Selasa, 12 Maret 2013

Sujiwo Tejo: "tak bisa bayangkan Australia perang dengan Indonesia."

Diperbaharui 21 December 2012, 15:26 AEST
Hubungan Indonesia dan Australia tidak lagi tergantung hanya dengan hubungan antar pemerintah di Jakarta dan di Canberra, namun akan lebih tergantung pada hubungan pribadi atau individu-individu yang menjalin persahabatan antar negara, demikian ungkap Sujiwo Tejo, budayawan Indonesia yang baru-baru ini melakukan pementasan di kota Melbourne untuk memperingati 50 tahun ulang tahun kajian Indonesia di Universitas Monash Australia.
Munculnya ahli-ahli yang memahami budaya Indonesia ternyata juga membawa persahabatan di antara warga Australia yang datang ke Indonesia. Pertemuan-pertemuan secara berkala ketika mereka datang ke Indonesia untuk melakukan riset bisa membuahkan persahabatan antara dua bangsa yang berbeda.
“Kalau terjadi perang antara Indonesia dan Australia, saya tidak  membayangkan...sebab banyak sekali sahabat-sahabat saya di sini. Orang Australia yang mengerti tentang Indonesia, ahli ketroprak, Professor Barbara Hartley yang juga ahli Ludruk,” ujar Sujiwo Tejo.
Bahkan, bila berandai-andai akan terjadi perang, Sujiwo Tejo yang sempat berduet dengan pianis jazz Australia, Paul Grabowsky, mengatakan Indonesia akan kalah karena Australia sudah menguasai informasi tentang Indonesia. Banyak sekali pakar Indonesia, katanya, yang tahu isi perut Indonesia.
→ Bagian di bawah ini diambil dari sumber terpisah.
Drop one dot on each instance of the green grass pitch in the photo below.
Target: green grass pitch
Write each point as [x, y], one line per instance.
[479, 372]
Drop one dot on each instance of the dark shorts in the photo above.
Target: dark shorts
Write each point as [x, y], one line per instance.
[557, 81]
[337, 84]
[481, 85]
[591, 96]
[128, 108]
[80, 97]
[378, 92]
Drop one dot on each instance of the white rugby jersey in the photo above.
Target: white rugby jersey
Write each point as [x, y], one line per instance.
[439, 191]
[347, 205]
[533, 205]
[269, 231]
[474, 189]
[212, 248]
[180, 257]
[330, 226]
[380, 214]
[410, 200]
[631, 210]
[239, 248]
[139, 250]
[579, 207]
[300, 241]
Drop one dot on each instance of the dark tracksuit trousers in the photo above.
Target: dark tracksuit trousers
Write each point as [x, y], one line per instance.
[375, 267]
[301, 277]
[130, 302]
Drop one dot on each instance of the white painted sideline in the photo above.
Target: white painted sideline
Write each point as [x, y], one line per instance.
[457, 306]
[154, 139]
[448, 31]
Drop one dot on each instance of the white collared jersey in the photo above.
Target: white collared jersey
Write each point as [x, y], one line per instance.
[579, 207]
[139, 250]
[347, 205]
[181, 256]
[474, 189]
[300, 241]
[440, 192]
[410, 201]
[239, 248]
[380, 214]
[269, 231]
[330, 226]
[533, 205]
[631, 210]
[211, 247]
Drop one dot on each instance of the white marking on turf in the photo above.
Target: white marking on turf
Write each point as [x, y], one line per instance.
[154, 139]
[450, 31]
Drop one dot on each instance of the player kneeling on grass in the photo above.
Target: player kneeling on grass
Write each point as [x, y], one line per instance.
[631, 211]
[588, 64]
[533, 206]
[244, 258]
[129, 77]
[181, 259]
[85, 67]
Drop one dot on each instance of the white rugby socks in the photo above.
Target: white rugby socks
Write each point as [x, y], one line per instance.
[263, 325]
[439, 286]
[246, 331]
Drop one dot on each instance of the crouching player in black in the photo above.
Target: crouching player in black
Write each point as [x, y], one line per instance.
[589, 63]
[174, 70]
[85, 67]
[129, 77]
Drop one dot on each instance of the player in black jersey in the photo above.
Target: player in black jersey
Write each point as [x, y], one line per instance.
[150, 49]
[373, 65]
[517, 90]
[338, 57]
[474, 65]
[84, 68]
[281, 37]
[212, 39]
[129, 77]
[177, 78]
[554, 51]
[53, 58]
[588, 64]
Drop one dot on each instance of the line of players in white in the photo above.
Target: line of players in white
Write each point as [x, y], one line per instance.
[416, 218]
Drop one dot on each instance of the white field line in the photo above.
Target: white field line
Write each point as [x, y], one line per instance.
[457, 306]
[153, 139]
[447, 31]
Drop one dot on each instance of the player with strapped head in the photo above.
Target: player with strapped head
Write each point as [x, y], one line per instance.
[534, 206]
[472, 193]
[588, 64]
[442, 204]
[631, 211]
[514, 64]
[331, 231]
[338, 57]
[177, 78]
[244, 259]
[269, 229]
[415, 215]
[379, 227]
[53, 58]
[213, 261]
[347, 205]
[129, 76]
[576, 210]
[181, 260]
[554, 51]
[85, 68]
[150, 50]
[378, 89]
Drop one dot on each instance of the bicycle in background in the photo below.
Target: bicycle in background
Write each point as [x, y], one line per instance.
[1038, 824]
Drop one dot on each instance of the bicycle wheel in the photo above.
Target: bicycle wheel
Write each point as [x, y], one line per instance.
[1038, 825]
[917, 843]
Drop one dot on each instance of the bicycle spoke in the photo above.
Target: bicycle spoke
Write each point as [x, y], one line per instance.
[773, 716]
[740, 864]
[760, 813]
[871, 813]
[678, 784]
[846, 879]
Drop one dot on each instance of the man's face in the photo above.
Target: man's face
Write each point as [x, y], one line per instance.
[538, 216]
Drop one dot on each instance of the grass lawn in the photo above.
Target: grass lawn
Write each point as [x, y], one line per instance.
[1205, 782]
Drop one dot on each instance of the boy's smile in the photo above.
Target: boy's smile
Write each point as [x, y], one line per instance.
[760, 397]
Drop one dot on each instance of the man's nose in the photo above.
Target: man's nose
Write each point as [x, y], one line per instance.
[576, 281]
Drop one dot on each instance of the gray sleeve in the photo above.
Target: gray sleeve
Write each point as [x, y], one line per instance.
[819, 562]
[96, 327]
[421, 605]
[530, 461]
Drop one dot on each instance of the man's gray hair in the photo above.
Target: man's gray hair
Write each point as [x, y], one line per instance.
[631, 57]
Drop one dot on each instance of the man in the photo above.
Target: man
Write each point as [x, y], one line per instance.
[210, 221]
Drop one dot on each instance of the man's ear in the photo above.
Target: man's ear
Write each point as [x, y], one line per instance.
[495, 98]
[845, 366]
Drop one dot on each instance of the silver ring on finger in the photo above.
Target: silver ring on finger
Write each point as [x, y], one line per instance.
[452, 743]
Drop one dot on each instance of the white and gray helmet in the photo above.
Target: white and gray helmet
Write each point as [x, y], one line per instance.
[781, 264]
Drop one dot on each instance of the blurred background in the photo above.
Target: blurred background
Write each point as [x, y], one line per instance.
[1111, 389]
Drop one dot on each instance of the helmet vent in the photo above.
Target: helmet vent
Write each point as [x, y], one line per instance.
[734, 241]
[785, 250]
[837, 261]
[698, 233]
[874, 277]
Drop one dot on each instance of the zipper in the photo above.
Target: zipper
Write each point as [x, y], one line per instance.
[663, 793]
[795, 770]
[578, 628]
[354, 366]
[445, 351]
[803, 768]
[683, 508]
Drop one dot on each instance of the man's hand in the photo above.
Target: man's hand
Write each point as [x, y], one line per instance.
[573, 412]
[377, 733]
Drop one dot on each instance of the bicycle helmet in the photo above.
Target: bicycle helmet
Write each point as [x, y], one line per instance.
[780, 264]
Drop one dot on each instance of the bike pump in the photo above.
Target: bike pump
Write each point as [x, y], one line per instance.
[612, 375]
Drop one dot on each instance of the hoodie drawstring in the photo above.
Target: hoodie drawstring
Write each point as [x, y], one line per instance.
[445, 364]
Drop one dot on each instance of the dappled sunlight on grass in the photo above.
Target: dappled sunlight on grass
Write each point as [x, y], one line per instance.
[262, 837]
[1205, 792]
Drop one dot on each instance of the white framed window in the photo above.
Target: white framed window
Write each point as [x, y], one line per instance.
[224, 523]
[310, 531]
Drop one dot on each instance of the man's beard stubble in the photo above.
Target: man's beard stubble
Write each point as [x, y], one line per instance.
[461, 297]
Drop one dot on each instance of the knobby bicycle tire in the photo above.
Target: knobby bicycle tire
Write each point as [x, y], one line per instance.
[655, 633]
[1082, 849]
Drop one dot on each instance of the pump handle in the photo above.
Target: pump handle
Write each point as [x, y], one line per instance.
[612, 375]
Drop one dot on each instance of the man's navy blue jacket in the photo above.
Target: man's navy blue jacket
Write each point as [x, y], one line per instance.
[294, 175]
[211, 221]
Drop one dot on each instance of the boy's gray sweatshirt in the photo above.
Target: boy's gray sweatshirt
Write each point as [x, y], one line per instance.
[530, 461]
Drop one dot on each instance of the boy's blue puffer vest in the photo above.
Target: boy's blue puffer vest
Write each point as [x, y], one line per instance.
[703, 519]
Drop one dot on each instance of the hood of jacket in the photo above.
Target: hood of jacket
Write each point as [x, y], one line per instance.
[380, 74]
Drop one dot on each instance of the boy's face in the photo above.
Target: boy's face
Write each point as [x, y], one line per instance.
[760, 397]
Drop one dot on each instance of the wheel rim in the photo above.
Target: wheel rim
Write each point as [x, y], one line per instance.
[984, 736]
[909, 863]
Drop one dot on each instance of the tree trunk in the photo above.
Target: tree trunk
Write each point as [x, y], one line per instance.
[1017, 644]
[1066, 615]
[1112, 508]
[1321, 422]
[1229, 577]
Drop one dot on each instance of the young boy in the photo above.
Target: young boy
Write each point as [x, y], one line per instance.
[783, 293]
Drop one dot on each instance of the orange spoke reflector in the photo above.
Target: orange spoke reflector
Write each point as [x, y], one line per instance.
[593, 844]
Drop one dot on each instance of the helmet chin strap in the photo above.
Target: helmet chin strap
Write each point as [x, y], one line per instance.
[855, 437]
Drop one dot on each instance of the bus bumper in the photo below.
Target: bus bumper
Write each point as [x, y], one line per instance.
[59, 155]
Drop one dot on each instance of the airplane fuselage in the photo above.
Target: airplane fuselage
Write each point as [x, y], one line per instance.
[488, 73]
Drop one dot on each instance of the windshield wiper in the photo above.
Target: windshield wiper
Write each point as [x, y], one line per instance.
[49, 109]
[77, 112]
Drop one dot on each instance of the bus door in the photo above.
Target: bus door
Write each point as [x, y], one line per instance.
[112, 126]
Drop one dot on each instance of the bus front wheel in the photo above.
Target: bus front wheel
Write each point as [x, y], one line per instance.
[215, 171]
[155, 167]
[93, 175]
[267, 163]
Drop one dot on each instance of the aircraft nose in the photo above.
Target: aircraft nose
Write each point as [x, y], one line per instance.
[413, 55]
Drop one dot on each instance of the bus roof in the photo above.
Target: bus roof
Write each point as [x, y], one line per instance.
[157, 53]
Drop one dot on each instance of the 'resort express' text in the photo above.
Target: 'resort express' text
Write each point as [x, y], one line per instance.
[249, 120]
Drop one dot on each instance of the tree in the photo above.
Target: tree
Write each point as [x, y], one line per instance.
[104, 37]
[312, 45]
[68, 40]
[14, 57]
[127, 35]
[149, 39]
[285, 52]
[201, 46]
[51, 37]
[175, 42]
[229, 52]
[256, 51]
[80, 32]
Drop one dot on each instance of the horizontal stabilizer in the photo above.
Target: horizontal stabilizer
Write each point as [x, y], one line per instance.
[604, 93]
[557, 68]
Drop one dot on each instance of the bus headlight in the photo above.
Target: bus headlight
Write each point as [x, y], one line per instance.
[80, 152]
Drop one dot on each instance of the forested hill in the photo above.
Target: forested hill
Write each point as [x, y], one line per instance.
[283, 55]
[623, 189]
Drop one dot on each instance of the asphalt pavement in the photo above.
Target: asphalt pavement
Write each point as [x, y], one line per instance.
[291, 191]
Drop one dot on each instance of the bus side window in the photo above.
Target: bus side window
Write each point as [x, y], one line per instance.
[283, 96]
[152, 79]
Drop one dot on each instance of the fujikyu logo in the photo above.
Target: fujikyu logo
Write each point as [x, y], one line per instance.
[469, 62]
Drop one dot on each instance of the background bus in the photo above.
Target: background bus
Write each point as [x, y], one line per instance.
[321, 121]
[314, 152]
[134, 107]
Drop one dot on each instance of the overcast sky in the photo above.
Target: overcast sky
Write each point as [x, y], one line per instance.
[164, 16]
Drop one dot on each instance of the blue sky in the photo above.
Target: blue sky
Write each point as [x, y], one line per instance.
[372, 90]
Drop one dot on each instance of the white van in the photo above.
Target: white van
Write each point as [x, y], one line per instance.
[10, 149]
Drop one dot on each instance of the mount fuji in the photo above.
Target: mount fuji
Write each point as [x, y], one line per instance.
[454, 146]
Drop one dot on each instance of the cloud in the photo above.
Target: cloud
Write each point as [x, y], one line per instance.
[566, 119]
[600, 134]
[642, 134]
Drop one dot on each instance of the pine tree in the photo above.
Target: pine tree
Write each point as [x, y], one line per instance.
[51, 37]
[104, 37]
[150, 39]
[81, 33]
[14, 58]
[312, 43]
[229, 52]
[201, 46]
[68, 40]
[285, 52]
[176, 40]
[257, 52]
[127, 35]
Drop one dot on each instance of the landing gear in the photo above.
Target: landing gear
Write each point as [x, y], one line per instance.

“Di sini ada yang menguasai budaya kekerasan di Bali dan Paul Thomas yang menguasai penerjemahan Bugis. Sementara kami orang-orang Indonesia mungkin tidak tahu banyak informasi tentang Australia,” tambah Sujiwo Tejo.
Tejo mengaku heran dengan banyaknya mahasiswa-mahasiwa Indonesia yang belajar di Australia hingga jenjang S-3 akan tetapi penelitian yang dilakukan justru mengenai Indonesia, misalnya penelitian tentang NU, atau partai-partai Islam dan demokrasi di Indonesia.  Padahal, menurutnya, bila mahasiswa Indonesia melakukan penelitian tentang Australia tentu akan banyak informasi Australia yang bisa dibawa pulang.
Seharusnya, menurut Sujiwo Tejo, ada keseimbangan antara informasi yang dipunyai Australia dan Indonesia, sebab, di masa depan, siapa yang menguasai informasi maka akan mudah menang dalam kondisi apa pun.
“Saya kaget ternyata ada orang yang meneliti budaya nongkrong dan juga Rhoma Irama. Ini hal kecil, namun mereka mau menelitinya,” ujar Tejo.
Namun Sujiwo Tejo optimis, hubungan antar pribadi yang dijalin lewat peneliti dan seniman antar bangsa akan mengantar hubungan Indonesia dan Australia menuju posisi yang semakin menguat.